Melanie Baron, a University of Tennessee-Knoxville Ph.D. student, teaching assistant and United Campus Workers union member, said that's being done from Aug. 22 through Oct. 28 outside of public view.

"We still don't know and won't be able to know who those respondents are," Baron said. "In other words, they're down to the finalists, and the next step in this [vested outsourcing] process is an unprecedented new step in the state's procurement proceeding."

Baron said the request for proposals will be issued Dec. 1, with a Jan. 25 deadline for submission. The state would announce its intent to award the contract on Feb. 16. Only then will the files become public, Baron said. She expects the contract would be signed March 3 and go into effect March 16.
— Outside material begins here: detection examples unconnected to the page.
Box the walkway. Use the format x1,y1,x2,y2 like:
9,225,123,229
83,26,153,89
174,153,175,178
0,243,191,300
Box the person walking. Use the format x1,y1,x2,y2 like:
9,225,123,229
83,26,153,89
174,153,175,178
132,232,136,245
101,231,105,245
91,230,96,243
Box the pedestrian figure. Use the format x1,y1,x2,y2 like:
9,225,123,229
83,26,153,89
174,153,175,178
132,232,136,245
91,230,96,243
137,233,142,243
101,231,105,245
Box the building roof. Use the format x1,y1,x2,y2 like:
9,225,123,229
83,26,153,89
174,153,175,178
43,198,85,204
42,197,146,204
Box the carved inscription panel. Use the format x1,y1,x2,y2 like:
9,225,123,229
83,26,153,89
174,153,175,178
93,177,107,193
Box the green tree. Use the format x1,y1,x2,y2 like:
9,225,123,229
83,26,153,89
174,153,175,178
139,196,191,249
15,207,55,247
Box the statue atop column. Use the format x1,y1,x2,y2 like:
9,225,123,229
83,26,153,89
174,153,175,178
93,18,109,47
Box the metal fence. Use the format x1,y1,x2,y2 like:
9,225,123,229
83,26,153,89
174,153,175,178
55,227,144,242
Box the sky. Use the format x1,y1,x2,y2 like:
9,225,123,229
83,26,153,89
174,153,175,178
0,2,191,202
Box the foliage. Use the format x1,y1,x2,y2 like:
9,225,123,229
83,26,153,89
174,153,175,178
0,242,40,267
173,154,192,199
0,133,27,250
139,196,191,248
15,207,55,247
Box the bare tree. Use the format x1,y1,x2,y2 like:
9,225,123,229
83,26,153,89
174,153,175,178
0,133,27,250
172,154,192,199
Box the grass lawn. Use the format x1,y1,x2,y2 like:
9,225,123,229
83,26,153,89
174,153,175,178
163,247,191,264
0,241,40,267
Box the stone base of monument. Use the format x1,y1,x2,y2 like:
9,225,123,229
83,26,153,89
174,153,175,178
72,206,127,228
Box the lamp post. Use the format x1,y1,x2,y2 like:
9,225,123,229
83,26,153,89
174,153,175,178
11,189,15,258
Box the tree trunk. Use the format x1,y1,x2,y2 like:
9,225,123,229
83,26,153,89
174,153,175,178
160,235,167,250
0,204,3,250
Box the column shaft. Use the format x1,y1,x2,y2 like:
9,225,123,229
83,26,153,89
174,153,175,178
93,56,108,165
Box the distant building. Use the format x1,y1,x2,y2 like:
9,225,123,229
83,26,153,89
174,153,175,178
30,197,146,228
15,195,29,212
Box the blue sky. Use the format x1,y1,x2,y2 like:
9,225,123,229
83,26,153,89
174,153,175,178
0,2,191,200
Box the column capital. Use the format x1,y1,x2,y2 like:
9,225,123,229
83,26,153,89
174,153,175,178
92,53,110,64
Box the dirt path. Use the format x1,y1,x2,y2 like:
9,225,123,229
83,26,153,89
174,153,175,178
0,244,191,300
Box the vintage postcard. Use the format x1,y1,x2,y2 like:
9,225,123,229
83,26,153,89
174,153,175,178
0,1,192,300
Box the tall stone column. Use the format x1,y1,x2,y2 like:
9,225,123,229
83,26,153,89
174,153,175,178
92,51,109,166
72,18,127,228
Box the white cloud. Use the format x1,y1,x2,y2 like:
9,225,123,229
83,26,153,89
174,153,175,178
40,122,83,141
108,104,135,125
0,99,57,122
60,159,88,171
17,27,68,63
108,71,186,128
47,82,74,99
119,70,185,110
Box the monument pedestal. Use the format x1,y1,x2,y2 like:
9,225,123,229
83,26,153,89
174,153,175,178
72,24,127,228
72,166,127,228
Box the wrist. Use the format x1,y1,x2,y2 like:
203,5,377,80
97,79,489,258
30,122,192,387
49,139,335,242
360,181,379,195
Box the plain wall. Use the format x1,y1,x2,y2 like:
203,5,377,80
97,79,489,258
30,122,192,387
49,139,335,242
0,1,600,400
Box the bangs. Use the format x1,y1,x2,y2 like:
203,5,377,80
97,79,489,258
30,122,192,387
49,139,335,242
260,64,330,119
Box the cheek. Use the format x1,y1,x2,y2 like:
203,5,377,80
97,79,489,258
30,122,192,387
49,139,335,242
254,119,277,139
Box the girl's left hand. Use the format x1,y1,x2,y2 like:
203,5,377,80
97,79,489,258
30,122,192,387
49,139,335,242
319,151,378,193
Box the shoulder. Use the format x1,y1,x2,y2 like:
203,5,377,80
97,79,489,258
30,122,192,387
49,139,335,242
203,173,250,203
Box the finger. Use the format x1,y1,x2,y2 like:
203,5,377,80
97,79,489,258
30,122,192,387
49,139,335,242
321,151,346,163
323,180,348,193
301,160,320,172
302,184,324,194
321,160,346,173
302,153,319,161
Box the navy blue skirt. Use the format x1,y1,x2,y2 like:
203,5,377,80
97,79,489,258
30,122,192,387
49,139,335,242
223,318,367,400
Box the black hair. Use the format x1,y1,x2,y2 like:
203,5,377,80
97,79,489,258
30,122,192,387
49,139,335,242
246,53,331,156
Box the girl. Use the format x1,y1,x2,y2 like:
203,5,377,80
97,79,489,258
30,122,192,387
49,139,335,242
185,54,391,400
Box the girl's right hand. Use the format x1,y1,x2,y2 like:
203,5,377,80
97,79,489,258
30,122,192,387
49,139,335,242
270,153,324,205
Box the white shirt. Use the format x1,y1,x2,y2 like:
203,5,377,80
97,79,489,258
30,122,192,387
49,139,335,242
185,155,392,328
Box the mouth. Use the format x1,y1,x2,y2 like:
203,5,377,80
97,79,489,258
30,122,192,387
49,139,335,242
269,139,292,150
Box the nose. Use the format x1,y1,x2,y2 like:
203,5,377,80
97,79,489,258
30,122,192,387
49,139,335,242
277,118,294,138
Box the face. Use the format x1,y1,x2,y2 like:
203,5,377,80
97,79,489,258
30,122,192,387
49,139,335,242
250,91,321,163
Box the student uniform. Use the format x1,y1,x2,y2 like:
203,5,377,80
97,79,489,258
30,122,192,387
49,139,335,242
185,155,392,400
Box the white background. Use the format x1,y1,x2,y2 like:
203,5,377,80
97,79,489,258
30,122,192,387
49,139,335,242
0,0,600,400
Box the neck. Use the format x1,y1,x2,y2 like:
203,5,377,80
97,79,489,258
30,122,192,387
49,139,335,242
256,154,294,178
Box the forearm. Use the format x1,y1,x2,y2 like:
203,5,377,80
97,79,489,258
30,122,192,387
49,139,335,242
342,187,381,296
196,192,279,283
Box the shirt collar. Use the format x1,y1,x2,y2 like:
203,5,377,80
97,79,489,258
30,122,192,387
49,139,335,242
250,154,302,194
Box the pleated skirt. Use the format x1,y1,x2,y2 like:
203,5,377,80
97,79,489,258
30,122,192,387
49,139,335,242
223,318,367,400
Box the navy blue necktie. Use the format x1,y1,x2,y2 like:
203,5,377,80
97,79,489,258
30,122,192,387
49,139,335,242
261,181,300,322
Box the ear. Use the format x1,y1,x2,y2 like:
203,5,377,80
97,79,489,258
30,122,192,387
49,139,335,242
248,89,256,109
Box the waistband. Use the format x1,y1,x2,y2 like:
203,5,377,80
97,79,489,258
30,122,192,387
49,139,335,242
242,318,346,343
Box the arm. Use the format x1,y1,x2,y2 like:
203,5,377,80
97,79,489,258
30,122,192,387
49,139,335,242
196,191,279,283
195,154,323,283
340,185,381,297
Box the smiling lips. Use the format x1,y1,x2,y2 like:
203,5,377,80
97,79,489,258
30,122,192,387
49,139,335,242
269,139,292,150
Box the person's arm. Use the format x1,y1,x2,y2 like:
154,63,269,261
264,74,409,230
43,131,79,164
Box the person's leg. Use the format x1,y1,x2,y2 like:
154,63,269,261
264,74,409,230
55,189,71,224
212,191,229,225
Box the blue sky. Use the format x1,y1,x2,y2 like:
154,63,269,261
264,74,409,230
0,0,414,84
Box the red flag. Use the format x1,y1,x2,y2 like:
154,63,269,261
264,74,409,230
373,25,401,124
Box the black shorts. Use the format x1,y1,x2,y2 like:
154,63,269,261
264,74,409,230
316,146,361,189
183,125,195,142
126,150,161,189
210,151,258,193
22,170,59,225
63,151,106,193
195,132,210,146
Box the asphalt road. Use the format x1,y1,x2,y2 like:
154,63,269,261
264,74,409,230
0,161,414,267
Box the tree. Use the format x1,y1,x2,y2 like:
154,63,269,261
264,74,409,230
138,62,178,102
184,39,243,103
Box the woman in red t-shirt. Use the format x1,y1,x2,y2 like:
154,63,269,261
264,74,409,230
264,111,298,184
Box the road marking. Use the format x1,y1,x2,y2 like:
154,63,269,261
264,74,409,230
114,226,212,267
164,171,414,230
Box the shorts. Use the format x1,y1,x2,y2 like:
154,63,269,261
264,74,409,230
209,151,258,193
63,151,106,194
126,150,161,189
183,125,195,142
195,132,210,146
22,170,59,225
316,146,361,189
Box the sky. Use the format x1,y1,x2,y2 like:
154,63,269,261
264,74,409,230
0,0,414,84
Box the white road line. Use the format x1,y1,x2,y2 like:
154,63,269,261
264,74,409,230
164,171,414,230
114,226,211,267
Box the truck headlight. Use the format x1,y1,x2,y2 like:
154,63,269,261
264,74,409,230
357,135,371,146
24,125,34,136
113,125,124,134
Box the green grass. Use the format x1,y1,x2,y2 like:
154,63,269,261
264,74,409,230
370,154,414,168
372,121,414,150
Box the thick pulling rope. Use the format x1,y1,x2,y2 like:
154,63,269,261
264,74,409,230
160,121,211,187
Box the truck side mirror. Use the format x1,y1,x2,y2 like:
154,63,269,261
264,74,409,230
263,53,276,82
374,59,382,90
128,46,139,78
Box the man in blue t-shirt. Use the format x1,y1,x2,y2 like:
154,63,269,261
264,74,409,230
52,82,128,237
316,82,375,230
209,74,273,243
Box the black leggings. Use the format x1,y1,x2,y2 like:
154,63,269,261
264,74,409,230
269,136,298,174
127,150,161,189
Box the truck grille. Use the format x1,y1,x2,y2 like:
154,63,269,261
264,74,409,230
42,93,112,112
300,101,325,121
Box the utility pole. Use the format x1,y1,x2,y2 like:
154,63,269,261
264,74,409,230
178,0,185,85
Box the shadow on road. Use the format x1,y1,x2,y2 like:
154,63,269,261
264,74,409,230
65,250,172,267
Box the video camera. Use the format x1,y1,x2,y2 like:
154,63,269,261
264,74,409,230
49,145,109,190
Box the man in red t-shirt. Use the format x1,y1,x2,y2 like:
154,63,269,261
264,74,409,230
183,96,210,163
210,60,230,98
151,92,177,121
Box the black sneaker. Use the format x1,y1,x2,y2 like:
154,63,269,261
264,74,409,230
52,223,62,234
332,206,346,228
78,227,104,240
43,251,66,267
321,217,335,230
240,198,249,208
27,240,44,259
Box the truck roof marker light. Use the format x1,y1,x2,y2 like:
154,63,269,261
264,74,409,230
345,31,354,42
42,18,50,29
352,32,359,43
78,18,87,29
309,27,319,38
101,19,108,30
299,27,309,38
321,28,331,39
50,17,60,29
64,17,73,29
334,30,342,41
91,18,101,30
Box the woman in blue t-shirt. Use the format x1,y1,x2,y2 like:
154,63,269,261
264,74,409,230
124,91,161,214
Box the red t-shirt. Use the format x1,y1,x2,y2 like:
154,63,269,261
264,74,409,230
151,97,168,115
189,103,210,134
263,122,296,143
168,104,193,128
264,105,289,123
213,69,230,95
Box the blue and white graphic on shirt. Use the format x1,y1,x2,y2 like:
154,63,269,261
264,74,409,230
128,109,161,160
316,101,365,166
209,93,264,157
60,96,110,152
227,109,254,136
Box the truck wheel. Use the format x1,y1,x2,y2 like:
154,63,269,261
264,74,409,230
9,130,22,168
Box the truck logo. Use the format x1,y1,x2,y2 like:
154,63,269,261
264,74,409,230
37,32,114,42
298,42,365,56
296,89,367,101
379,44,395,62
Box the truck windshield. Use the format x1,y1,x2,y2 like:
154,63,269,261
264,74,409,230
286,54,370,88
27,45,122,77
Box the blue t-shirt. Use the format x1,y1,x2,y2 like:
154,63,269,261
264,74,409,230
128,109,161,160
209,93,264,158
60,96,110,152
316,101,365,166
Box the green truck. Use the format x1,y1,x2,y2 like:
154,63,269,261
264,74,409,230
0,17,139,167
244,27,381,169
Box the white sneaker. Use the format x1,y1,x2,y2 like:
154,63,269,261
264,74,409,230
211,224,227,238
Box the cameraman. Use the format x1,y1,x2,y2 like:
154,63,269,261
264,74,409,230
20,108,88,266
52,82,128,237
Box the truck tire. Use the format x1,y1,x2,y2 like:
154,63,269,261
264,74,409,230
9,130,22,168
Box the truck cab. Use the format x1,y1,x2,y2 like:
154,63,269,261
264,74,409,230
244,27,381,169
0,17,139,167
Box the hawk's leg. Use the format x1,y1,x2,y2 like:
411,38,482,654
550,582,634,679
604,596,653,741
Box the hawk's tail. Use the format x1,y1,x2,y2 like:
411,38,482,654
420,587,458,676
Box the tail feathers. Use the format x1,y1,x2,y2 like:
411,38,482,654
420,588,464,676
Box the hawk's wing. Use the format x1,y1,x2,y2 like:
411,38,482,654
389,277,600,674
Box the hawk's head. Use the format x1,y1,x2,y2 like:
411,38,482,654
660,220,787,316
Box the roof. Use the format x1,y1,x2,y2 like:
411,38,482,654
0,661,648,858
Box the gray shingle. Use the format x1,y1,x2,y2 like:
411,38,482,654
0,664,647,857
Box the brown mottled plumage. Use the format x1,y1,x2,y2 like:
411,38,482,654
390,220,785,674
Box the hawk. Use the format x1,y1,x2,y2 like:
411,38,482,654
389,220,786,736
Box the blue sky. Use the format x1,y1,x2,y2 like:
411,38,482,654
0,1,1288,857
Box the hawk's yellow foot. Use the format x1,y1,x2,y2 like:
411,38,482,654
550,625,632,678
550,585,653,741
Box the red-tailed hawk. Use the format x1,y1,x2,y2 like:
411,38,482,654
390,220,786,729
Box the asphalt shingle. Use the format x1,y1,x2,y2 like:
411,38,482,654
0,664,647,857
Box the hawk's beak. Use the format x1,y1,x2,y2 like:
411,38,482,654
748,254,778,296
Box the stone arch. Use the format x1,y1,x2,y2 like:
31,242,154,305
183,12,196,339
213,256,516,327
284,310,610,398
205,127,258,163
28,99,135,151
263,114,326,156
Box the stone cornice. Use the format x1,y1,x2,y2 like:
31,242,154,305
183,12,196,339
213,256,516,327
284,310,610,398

Rep. Clemmons, meanwhile, maintained that taxpayer "accountability will be lost" in all this.

He cited a Vanderbilt University poll from earlier this year showing most Tennesseans oppose privatization.

Clemmons called it "strange" that Haslam is using his own high job-approval rankings as "political capital to push through this outsourcing scheme to make his friends money rather than using some of that same political capital to pass something like Insure Tennessee that an overwhelming majority of Tennesseans support."

Haslam pushed his Insure Tennessee to expand Medicaid through Obamacare in the 2015 legislative session, only to see it flop twice among his fellow Republicans in a Senate committee. He has said if he sensed any change in sentiment, he would push the plan again.